NEW YORK, Oct 13 – US shares traded mainly lower on Tuesday with investors pausing to digest gains from a recent rally and awaiting a wave or corporate earnings reports.
The Dow Jones Industrial Average dropped 16.02 points (0.16 percent) to 9,869.78 at 1540 GMT, a day after a mixed day on Wall Street that allowed the blue-chip index to notch a new 2009 high.
The Nasdaq composite edged up a fractional 0.54 points (0.03 percent) to 2,139.68 and the broad-market Standard & Poor\’s 500 index shed 4.15 points (0.39 percent) to 1,072.04.
In the absence of major economic data, the focus was squarely on the corporate front and earnings.
The market gave a lukewarm response to earnings from Johnson & Johnson as the pharmaceutical giant topped estimates with a profit of 3.3 billion dollars but "failed to impress with its sales," which fell 5.3 percent, said Patrick O\’Hare at Briefing.com.
"Some traders may have decided to take some profits ahead of the big wave of earnings reports that will hit the tape today and extend for the next month," noted Fred Dickson at DA Davidson & Co.

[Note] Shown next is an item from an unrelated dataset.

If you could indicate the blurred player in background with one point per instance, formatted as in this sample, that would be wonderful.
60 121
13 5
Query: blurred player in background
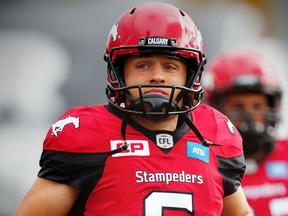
244 86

"A solid earnings reporting season is necessary to fuel the current bull market for stocks."
Key for the market could be the earnings reports from computer chip giant Intel, a tech bellwether, due at the close of trade, and banking giant JPMorgan Chase early Wednesday.
"Expectations are relatively high for both companies," said O\’Hare.
"Negative surprises would throw a wrench in recovery arguments and invite closer scrutiny of valuation levels that could lead to some more concerted selling interest."
Intel shares rose 0.44 percent to 20.49 dollars.
Johnson & Johnson slid 2.56 percent to 60.93 dollars and JPMorgan Chase lost 2.06 percent to 45.14.
On the dealmaking front, Cisco Systems rose 0.57 percent to 23.92 dollars after announcing a deal to buy mobile infrastructure firm Starent Networks, up 17.12 percent at 34.00 dollars
The bond market, closed Monday for Columbus Day, rose. The yield on the 10-year US-Treasury bond eased to 3.317 percent from 3.384 percent Friday and that on the 30-year bond dipped to 4.158 percent against 4.227 percent. Bond yields and prices move in opposite directions.